Interview.. Depuis 2018, Aline Clément prend part au projet Donnons des Elles au Vélo. Cette année, elle est arrivée amoindrie en raison d’une tendinite au niveau du quadriceps. Durant les premiers jours, la Vosgienne était un peu sur la réserve. Puis, les sensations sont revenues petit à petit au fil des kilomètres engloutis depuis le début de cette aventure. Ce vendredi, à l’occasion de cette première journée de repos, Aline est revenue sur « l’entame la plus difficile sur ces trois dernières années ». La professeure de sport a également évoqué les deux prochaines semaines, de ce qui apparaît comme la dernière épopée sous ce format. Ne vous inquiétez pas, Aline et ses copines reviendront de plus belles, l’année prochaine, avec un message différent afin de continuer à promouvoir le cyclisme féminin sur notre territoire.
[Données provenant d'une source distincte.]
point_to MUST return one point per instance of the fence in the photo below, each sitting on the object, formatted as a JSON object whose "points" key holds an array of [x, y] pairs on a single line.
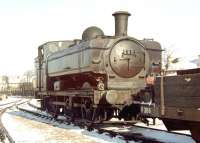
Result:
{"points": [[22, 89]]}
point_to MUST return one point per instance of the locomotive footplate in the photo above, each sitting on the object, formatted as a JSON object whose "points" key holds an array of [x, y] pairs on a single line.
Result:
{"points": [[147, 109]]}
Aline, comment allez-vous physiquement ?
Cela fait neuf jours que l’on pédale. On se rapproche à grand pas de la moitié du parcours de cette édition 2020 alors que l’on aborde seulement notre première journée de repos. Physiquement, tout va bien pour moi et pour toute l’équipe. Il y a juste quelques bobos mais rien de grave.
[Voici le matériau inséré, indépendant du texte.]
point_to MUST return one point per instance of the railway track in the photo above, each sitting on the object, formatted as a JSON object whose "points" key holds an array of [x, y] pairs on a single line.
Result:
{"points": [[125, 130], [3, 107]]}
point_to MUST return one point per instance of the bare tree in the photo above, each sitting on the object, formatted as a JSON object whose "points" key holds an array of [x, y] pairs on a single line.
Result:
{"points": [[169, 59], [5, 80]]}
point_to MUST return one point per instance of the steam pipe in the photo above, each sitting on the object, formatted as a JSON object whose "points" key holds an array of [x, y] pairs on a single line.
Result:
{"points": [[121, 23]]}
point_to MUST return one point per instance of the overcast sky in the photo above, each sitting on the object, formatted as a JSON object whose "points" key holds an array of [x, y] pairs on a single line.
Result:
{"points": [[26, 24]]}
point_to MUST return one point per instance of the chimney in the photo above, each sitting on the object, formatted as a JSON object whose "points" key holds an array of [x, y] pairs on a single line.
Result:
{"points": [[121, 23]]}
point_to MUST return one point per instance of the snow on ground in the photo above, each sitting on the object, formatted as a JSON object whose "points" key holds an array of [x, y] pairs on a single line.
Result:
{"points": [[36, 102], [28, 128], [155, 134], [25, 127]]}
Comment avez-vous vécu cette première semaine sur le Tour de France ?
Je n’étais pas très sereine en arrivant sur cette édition 2020 car je me suis blessée à l’heure du déconfinement. Quelques jours avant le Grand Départ, j’étais encore en train de soigner ma tendinite au niveau de l’axe externe du quadriceps. Forcément, ma préparation n’a pas été optimale pour prendre part à une telle aventure. Cependant, ce n’est pas ma première expérience avec Donnons des Elles au Vélo. Je n’avais pas d’inquiétude concernant ma participation à l’édition 2020 car j’ai beaucoup roulé durant l’hiver, et j’ai poursuivi mes entraînements sur le home-trainer durant le confinement. Malgré ces deux derniers mois un peu compliqués, j’étais au départ à Nice. Pour être honnête avec vous, j’étais en difficulté sur les premiers jours,. J’ai vite repris confiance puisque mon tendon a tenu le choc. Aujourd’hui, je pense que ma blessure est derrière moi. Je ne ressens plus de douleur après neuf jours sur la route, et près de 1 600 kilomètres parcourus, avec un gros dénivelé positif.. J’ai enfin retrouvé de bonnes sensations et je me sens moi-même sur le vélo.
Depuis votre arrivée en 2018 au sein du projet Donnons des Elles au Vélo, pensez-vous vivre un début de Tour aussi difficile ?
C’est la plus difficile en terme de dénivelé positif. En 2018 et 2019, les premières étapes étaient plus simples, si on peut le dire comme cela. Cette année, on enchaîné neuf vraies étapes, dont la plus courte était de 145km avec 3 300m de dénivelé positif et la plus longue était de 201km. Il a fallu faire également avec les fortes chaleurs et les longues heures par jour sur le vélo. Pour toutes ces raisons, c’est l’entame la plus difficile sur ces trois dernières années.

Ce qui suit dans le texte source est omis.